Often, we eat without thinking, taking for granted how much effort goes into food preparation. Conversely, if something is made without due care, it shows in the taste.

With that in mind, it is clear that Spice Peranakan’s dishes — both its traditional fare and head chef Joshua Wee’s successful experiments — are made with love.

Like his delicious signature ayam goring (fried chicken covered in caramelised onions, S$9.80), the robust itek sioh (stewed duck leg, S$14.80) was a winner. The meat was tender while the rempah (gravy) was thick and complex. Evidently, much care had gone into blending the spice mix.

Also embodying the no-effort-spared Nonya approach was the staple ayam buah keluak (chicken with black nuts, S$13.80).

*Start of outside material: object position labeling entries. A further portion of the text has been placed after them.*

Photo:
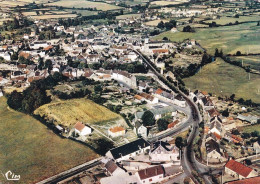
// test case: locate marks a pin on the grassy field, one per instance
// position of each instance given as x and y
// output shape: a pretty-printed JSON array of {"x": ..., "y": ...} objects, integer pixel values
[
  {"x": 69, "y": 112},
  {"x": 165, "y": 3},
  {"x": 128, "y": 16},
  {"x": 249, "y": 129},
  {"x": 252, "y": 61},
  {"x": 54, "y": 16},
  {"x": 243, "y": 37},
  {"x": 223, "y": 79},
  {"x": 29, "y": 149},
  {"x": 155, "y": 22},
  {"x": 227, "y": 20},
  {"x": 84, "y": 4}
]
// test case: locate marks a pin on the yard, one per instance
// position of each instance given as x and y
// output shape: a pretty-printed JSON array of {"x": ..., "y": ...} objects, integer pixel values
[
  {"x": 223, "y": 79},
  {"x": 69, "y": 112},
  {"x": 25, "y": 146},
  {"x": 252, "y": 61},
  {"x": 84, "y": 4},
  {"x": 243, "y": 37}
]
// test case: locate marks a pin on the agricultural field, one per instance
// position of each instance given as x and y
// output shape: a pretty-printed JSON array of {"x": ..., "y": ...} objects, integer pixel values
[
  {"x": 223, "y": 79},
  {"x": 84, "y": 4},
  {"x": 82, "y": 12},
  {"x": 128, "y": 16},
  {"x": 69, "y": 112},
  {"x": 227, "y": 20},
  {"x": 155, "y": 22},
  {"x": 54, "y": 16},
  {"x": 252, "y": 61},
  {"x": 165, "y": 3},
  {"x": 25, "y": 146},
  {"x": 243, "y": 37}
]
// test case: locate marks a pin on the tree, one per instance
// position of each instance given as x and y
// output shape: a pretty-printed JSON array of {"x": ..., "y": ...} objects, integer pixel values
[
  {"x": 238, "y": 53},
  {"x": 162, "y": 124},
  {"x": 225, "y": 113},
  {"x": 103, "y": 146},
  {"x": 15, "y": 100},
  {"x": 161, "y": 25},
  {"x": 179, "y": 142},
  {"x": 148, "y": 118},
  {"x": 187, "y": 29},
  {"x": 98, "y": 88},
  {"x": 48, "y": 65},
  {"x": 216, "y": 52}
]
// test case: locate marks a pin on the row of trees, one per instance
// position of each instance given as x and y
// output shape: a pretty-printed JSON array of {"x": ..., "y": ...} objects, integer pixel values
[{"x": 35, "y": 95}]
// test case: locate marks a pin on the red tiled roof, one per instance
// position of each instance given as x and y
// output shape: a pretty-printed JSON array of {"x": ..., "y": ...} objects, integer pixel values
[
  {"x": 160, "y": 51},
  {"x": 159, "y": 91},
  {"x": 173, "y": 124},
  {"x": 253, "y": 180},
  {"x": 150, "y": 172},
  {"x": 217, "y": 135},
  {"x": 116, "y": 129},
  {"x": 213, "y": 112},
  {"x": 79, "y": 126},
  {"x": 138, "y": 97},
  {"x": 238, "y": 168}
]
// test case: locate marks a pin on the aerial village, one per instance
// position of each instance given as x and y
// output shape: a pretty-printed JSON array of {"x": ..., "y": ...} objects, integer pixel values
[{"x": 125, "y": 72}]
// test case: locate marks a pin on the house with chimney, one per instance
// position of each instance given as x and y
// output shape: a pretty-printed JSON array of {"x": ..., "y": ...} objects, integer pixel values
[
  {"x": 125, "y": 78},
  {"x": 238, "y": 170},
  {"x": 164, "y": 152},
  {"x": 128, "y": 150},
  {"x": 151, "y": 175}
]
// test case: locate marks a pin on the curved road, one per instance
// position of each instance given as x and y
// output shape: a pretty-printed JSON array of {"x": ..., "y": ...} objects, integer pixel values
[{"x": 188, "y": 158}]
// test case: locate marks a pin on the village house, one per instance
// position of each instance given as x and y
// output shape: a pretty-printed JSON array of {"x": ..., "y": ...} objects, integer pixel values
[
  {"x": 252, "y": 180},
  {"x": 159, "y": 111},
  {"x": 238, "y": 170},
  {"x": 82, "y": 129},
  {"x": 140, "y": 129},
  {"x": 124, "y": 77},
  {"x": 112, "y": 169},
  {"x": 128, "y": 150},
  {"x": 116, "y": 131},
  {"x": 164, "y": 152},
  {"x": 213, "y": 150},
  {"x": 151, "y": 175}
]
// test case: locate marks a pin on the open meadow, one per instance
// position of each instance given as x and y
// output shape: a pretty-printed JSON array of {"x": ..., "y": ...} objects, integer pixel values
[
  {"x": 84, "y": 4},
  {"x": 227, "y": 20},
  {"x": 166, "y": 3},
  {"x": 243, "y": 37},
  {"x": 69, "y": 112},
  {"x": 223, "y": 79},
  {"x": 128, "y": 16},
  {"x": 30, "y": 149},
  {"x": 252, "y": 61}
]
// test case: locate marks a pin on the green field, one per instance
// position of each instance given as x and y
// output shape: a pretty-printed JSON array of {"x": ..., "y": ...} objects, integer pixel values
[
  {"x": 252, "y": 61},
  {"x": 31, "y": 150},
  {"x": 84, "y": 4},
  {"x": 249, "y": 129},
  {"x": 243, "y": 37},
  {"x": 223, "y": 79},
  {"x": 69, "y": 112},
  {"x": 227, "y": 20},
  {"x": 128, "y": 16}
]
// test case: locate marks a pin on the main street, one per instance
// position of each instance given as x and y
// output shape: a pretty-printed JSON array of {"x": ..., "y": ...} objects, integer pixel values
[{"x": 189, "y": 162}]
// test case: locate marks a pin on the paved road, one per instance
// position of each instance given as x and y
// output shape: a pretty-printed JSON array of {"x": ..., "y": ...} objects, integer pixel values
[{"x": 189, "y": 162}]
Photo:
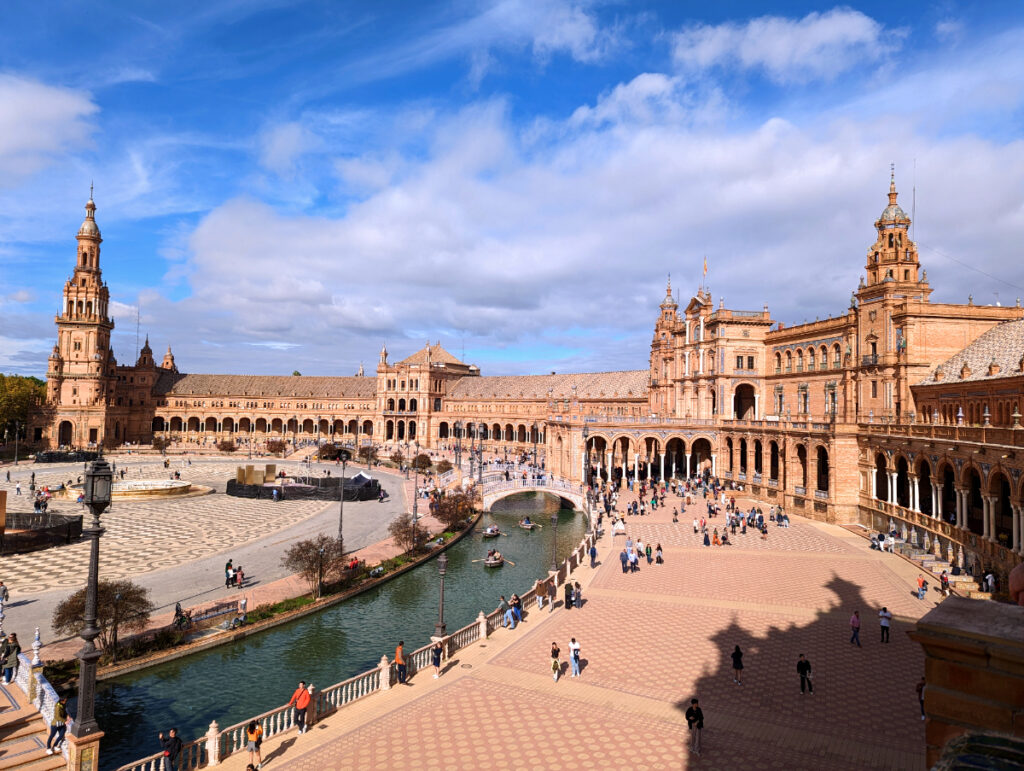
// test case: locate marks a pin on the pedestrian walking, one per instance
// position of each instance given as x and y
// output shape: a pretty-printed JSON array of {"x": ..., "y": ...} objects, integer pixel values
[
  {"x": 399, "y": 657},
  {"x": 300, "y": 699},
  {"x": 435, "y": 657},
  {"x": 58, "y": 725},
  {"x": 254, "y": 738},
  {"x": 737, "y": 666},
  {"x": 8, "y": 657},
  {"x": 804, "y": 670},
  {"x": 172, "y": 748},
  {"x": 694, "y": 720}
]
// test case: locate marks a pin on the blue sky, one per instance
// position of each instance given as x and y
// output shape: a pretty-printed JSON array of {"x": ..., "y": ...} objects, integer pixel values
[{"x": 289, "y": 185}]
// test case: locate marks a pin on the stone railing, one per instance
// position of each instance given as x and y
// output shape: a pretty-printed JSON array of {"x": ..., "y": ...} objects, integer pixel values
[
  {"x": 219, "y": 743},
  {"x": 975, "y": 548}
]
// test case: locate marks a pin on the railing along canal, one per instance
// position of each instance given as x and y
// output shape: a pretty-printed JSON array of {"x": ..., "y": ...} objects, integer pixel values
[{"x": 219, "y": 743}]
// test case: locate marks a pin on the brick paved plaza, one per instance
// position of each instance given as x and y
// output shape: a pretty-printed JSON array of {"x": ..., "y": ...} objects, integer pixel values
[{"x": 652, "y": 640}]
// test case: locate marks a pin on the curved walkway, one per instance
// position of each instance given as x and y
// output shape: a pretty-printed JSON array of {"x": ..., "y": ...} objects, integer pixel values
[
  {"x": 650, "y": 641},
  {"x": 177, "y": 549}
]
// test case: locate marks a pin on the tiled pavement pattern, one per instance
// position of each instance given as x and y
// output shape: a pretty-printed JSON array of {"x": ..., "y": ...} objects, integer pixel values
[
  {"x": 650, "y": 641},
  {"x": 145, "y": 536}
]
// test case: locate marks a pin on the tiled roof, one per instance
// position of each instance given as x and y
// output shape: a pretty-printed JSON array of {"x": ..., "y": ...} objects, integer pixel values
[
  {"x": 175, "y": 384},
  {"x": 437, "y": 355},
  {"x": 589, "y": 385},
  {"x": 1003, "y": 344}
]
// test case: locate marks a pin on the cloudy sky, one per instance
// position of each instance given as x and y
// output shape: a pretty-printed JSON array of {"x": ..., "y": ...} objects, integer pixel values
[{"x": 289, "y": 184}]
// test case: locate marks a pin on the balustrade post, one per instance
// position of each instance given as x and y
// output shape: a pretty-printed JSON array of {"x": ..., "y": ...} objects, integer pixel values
[{"x": 213, "y": 744}]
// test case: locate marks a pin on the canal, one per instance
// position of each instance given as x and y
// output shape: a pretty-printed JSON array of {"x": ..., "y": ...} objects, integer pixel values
[{"x": 241, "y": 680}]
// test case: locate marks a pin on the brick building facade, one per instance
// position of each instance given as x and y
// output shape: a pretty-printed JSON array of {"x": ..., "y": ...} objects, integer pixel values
[{"x": 896, "y": 405}]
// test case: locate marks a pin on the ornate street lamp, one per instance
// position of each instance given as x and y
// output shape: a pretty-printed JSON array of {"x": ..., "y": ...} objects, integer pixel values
[
  {"x": 439, "y": 629},
  {"x": 96, "y": 496}
]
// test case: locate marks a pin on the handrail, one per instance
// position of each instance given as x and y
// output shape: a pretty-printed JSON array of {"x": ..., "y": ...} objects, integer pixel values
[{"x": 282, "y": 719}]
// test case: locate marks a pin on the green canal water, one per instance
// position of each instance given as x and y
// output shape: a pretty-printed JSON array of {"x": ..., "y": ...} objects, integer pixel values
[{"x": 233, "y": 682}]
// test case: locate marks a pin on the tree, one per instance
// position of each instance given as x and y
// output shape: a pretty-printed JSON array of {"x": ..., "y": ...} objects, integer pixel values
[
  {"x": 401, "y": 529},
  {"x": 121, "y": 606},
  {"x": 316, "y": 560},
  {"x": 18, "y": 396},
  {"x": 455, "y": 509}
]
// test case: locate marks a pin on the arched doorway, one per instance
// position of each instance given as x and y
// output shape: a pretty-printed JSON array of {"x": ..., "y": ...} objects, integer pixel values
[
  {"x": 742, "y": 402},
  {"x": 925, "y": 487},
  {"x": 975, "y": 506},
  {"x": 902, "y": 483},
  {"x": 822, "y": 481},
  {"x": 881, "y": 477}
]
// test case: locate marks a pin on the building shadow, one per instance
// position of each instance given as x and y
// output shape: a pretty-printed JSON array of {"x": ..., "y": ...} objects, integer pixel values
[{"x": 864, "y": 699}]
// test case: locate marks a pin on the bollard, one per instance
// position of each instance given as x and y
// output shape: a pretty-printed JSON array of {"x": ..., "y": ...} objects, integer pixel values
[
  {"x": 481, "y": 619},
  {"x": 213, "y": 744}
]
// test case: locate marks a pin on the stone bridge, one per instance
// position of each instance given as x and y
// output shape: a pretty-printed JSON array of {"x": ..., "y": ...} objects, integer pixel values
[{"x": 497, "y": 489}]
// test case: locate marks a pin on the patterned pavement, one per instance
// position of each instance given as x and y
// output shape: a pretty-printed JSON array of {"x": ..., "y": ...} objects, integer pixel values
[
  {"x": 650, "y": 641},
  {"x": 145, "y": 536}
]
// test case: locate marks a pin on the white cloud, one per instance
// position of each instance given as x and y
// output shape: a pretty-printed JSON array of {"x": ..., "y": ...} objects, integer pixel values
[
  {"x": 283, "y": 144},
  {"x": 817, "y": 46},
  {"x": 38, "y": 123}
]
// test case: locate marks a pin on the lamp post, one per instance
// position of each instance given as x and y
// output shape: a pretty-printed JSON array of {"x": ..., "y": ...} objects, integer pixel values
[
  {"x": 96, "y": 498},
  {"x": 439, "y": 629},
  {"x": 341, "y": 499}
]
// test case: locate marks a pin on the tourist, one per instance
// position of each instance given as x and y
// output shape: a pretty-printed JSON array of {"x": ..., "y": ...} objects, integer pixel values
[
  {"x": 574, "y": 656},
  {"x": 301, "y": 700},
  {"x": 737, "y": 666},
  {"x": 435, "y": 657},
  {"x": 8, "y": 657},
  {"x": 58, "y": 725},
  {"x": 172, "y": 748},
  {"x": 804, "y": 670},
  {"x": 885, "y": 618},
  {"x": 254, "y": 737},
  {"x": 694, "y": 720}
]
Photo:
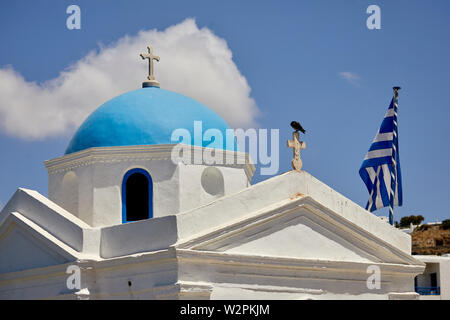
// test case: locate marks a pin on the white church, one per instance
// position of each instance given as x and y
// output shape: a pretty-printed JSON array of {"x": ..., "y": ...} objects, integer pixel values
[{"x": 124, "y": 221}]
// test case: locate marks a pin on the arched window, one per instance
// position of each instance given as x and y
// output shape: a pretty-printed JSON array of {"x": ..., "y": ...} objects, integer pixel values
[{"x": 137, "y": 196}]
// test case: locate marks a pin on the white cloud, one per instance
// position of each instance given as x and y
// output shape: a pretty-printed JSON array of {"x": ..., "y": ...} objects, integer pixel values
[
  {"x": 351, "y": 77},
  {"x": 194, "y": 62}
]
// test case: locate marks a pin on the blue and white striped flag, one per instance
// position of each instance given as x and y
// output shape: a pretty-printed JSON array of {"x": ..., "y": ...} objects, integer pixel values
[{"x": 380, "y": 169}]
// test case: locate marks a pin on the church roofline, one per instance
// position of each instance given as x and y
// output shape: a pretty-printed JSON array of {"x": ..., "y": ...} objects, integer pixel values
[{"x": 141, "y": 152}]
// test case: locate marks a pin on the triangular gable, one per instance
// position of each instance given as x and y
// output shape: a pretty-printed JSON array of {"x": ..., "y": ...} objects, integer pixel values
[{"x": 24, "y": 245}]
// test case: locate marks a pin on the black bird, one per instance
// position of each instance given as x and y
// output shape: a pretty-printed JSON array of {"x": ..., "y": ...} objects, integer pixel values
[{"x": 297, "y": 126}]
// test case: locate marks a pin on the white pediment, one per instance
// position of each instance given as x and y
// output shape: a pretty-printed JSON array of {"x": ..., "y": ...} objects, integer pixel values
[
  {"x": 22, "y": 247},
  {"x": 302, "y": 229}
]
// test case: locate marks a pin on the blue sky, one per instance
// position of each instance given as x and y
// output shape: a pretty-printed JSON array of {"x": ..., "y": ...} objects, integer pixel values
[{"x": 293, "y": 54}]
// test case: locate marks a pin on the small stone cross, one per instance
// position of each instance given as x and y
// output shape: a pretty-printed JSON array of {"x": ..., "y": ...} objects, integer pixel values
[{"x": 296, "y": 146}]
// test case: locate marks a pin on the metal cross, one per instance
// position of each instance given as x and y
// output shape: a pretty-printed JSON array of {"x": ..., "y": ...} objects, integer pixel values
[
  {"x": 150, "y": 58},
  {"x": 296, "y": 146}
]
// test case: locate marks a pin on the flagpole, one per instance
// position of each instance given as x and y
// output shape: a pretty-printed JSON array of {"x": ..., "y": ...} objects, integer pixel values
[{"x": 394, "y": 159}]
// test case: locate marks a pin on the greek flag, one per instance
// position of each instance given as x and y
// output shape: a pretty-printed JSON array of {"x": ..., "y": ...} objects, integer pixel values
[{"x": 380, "y": 169}]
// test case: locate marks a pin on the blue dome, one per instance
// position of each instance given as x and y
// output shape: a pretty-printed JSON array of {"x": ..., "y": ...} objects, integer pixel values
[{"x": 144, "y": 117}]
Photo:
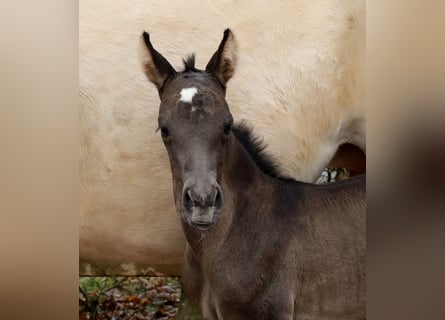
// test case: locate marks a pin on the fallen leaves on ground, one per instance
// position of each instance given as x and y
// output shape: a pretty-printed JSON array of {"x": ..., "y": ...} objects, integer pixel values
[{"x": 122, "y": 298}]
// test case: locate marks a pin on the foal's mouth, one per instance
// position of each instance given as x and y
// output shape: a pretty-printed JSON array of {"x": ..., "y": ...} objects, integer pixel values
[
  {"x": 202, "y": 222},
  {"x": 202, "y": 226}
]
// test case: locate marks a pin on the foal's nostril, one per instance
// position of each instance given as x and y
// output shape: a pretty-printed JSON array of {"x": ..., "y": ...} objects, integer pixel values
[
  {"x": 217, "y": 198},
  {"x": 188, "y": 199}
]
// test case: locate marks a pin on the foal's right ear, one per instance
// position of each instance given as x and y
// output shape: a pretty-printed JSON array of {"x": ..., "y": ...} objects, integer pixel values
[{"x": 156, "y": 67}]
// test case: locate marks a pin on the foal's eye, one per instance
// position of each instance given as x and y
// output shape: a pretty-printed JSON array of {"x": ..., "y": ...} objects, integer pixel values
[
  {"x": 164, "y": 132},
  {"x": 227, "y": 128}
]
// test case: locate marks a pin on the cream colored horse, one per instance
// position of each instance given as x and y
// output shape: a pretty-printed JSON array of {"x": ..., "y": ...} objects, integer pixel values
[{"x": 299, "y": 83}]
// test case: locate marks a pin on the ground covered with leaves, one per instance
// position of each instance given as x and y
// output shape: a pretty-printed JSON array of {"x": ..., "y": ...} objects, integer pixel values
[{"x": 122, "y": 298}]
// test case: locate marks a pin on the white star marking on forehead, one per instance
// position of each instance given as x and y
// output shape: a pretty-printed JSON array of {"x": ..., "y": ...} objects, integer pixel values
[{"x": 187, "y": 94}]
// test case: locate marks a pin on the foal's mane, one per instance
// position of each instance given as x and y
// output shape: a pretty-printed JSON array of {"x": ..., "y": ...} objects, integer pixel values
[
  {"x": 255, "y": 148},
  {"x": 251, "y": 143}
]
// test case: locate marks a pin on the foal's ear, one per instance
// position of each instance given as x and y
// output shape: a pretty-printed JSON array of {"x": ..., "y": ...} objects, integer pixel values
[
  {"x": 156, "y": 67},
  {"x": 223, "y": 61}
]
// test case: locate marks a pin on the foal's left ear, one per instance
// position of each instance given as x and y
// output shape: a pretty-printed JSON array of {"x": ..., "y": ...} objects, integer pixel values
[
  {"x": 156, "y": 67},
  {"x": 223, "y": 62}
]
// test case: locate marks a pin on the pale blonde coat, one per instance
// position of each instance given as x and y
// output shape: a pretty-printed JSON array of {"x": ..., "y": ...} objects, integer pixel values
[{"x": 299, "y": 82}]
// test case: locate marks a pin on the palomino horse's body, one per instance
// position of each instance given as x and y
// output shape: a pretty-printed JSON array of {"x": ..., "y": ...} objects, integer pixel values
[
  {"x": 299, "y": 84},
  {"x": 258, "y": 246}
]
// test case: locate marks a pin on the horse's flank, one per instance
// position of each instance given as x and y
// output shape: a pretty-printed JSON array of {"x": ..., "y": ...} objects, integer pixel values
[
  {"x": 299, "y": 82},
  {"x": 259, "y": 246}
]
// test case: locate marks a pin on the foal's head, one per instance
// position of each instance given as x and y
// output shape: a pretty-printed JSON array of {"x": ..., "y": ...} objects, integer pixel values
[{"x": 195, "y": 124}]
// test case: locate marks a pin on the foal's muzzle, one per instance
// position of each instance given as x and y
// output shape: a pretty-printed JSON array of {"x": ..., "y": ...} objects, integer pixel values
[{"x": 201, "y": 205}]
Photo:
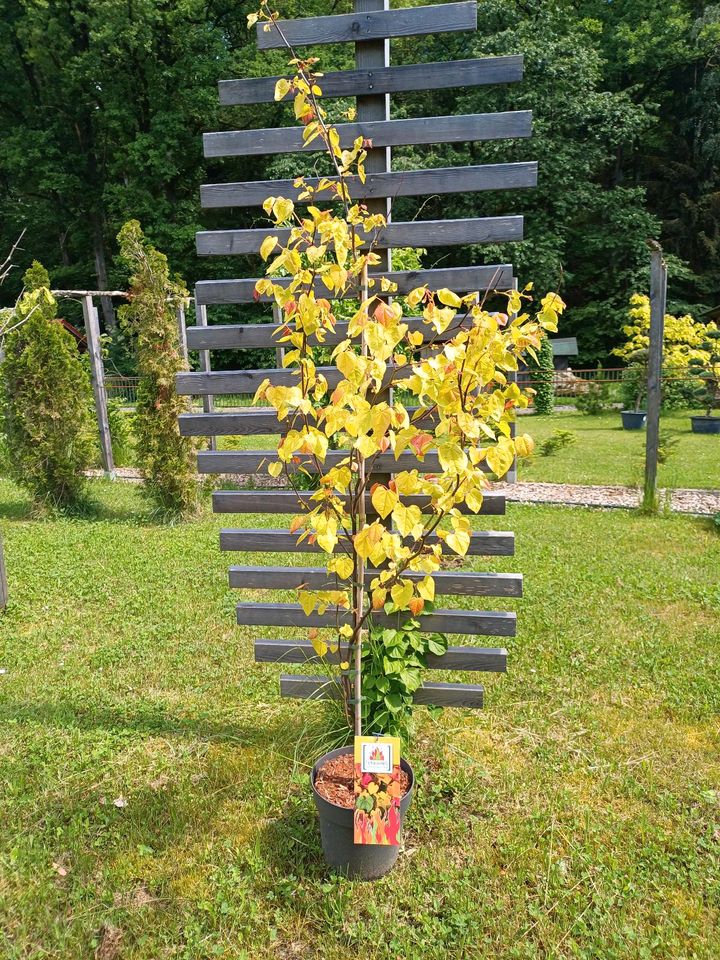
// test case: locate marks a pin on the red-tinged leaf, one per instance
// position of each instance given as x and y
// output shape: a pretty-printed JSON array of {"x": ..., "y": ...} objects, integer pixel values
[{"x": 420, "y": 443}]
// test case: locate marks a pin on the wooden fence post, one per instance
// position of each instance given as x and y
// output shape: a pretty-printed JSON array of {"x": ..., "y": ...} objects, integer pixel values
[
  {"x": 511, "y": 475},
  {"x": 204, "y": 356},
  {"x": 658, "y": 296},
  {"x": 182, "y": 335},
  {"x": 97, "y": 373},
  {"x": 3, "y": 578}
]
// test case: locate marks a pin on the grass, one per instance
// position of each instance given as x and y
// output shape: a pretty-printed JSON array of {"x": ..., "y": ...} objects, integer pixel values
[
  {"x": 604, "y": 453},
  {"x": 154, "y": 802}
]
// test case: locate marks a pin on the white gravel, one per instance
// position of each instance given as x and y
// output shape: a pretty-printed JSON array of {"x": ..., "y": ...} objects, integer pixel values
[{"x": 700, "y": 502}]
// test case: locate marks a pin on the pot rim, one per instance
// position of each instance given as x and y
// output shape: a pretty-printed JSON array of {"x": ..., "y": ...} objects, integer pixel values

Every nut is hollowed, then stuffed chock full of that distinctive, dense meaty filling. Though not quite my favourite dish, one of my dyed-in-the-wool-Peranakan dinner companions commented that the buah keluak’s uniquely intense flavour was present and the taste was just right.

Of course, there are seafood dishes in abundance. I tried the ikan assam pedas (S$14.80) as well as the sotong sambal (S$10.80). While the former was fragrant and hearty, with a fresh and luscious slab of fish, I found the sotong (squid) less successful. Filled with a soft fish paste, it lacked harmony and relied instead on the sambal (chilli paste) to make it work.

Finally, there was the udang assam goreng, which featured plump prawns with a tamarind tang and a coating of caramel. Addictive.

I tend to avoid mixing booze with Asian food for fear of confusing my taste buds, but was persuaded to take a glass (or two) of the Riesling, which I thoroughly enjoyed.

Besides being particularly refreshing, the wine actually complemented dishes like the itek sioh and ayam goreng.

I had a sip of tempranillo to go with the delicious — if a little watery — babi ponteh (stewed pork with mushrooms in tau chio sauce, S$13.80). The red wine was surprisingly unobtrusive, ideal for a tasty meal such as this.

Rounding off our dinner was the unexpectedly sophisticated jemput-jemput with ice cream (S$7.80). Possibly a little too sweet for some, it combines the crunch of deep fried banana fritters with creamy ice cream and a topping of unctuous gula melaka.

There is certainly much to recommend at Spice Peranakan, and although it may take time for the uninitiated to choose from the dizzyingly comprehensive menu, the effort spent will be worth it.